À Kisangani, l’émotion est vive et l’attente profonde. La possible perte de plus d’un million de dollars destinés à la réhabilitation du stade Lumumba suscite une inquiétude légitime au sein de la population de la Tshopo, particulièrement chez une jeunesse avide d’infrastructures sportives dignes, porteuses d’espoir, d’encadrement et d’avenir.
Plusieurs jours après la signature de l’Ordre de Paiement Informatisé (OPI) par le ministre des Finances publiques, Doudou Fwamba Likunde-Li-Botayi, le décaissement par la Banque centrale du Congo n’a pas encore été programmé.
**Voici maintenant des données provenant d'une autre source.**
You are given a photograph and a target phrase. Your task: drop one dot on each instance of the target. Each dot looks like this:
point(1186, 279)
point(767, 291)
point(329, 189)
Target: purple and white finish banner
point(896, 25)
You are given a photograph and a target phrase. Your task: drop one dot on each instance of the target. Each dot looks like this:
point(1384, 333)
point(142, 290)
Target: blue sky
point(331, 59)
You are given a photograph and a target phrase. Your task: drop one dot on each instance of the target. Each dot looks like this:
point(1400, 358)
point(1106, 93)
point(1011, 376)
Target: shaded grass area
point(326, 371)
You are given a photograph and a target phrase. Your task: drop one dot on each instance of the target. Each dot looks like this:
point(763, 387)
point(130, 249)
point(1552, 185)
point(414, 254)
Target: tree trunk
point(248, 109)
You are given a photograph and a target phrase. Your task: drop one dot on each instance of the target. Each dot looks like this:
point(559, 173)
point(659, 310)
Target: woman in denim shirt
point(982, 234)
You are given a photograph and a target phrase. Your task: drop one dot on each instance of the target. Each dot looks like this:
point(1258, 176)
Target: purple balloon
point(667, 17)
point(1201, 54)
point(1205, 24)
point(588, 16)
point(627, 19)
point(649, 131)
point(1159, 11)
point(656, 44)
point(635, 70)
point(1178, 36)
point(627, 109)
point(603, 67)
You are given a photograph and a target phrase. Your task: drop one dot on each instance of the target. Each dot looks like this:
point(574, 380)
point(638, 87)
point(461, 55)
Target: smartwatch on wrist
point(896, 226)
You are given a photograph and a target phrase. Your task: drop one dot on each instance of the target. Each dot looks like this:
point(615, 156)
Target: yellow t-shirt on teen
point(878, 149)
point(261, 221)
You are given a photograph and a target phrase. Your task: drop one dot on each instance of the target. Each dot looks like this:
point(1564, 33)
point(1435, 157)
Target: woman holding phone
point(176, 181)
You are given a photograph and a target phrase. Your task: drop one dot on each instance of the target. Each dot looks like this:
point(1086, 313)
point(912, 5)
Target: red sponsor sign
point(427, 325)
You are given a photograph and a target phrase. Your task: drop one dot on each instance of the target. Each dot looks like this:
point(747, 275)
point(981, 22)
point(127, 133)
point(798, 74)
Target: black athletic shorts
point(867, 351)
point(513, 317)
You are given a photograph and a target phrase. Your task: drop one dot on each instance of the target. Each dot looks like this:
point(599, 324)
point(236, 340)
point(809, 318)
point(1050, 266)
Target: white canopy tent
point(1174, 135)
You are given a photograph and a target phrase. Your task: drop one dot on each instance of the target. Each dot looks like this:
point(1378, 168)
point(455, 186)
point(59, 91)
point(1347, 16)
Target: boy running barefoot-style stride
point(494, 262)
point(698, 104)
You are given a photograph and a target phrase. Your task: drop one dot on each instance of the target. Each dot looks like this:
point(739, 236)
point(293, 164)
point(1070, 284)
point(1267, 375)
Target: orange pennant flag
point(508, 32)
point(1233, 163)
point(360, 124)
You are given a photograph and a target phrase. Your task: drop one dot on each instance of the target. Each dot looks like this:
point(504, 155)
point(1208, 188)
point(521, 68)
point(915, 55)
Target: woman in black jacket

Une situation qui, sans être le fruit d’un désengagement, place néanmoins le projet dans une zone de fragilité administrative à quelques jours d’une échéance décisive.
Le Président du Conseil d’Administration de l’entreprise Impact Business Company (IBC), chargée des travaux, a exprimé avec responsabilité cette préoccupation:
« Passé le 31 janvier, cet OPI retournera au ministère du Budget, obligeant à reprendre toute la chaîne de dépenses à zéro. »
Derrière cette réalité technique se cache une attente humaine immense.
Le stade Lumumba n’est pas qu’un édifice: il incarne la promesse du Chef de l’État, celle de redonner à la jeunesse congolaise des espaces de cohésion, d’expression et d’épanouissement, à travers le sport comme levier de paix, de discipline et d’unité nationale.
Dans cette perspective, le ministre des Finances publiques apparaît non pas comme un acteur distant, mais comme un maillon essentiel d’un engagement collectif, porteur de la vision présidentielle. La signature de l’OPI témoigne déjà de cette volonté d’accompagner la Tshopo sur la voie du développement.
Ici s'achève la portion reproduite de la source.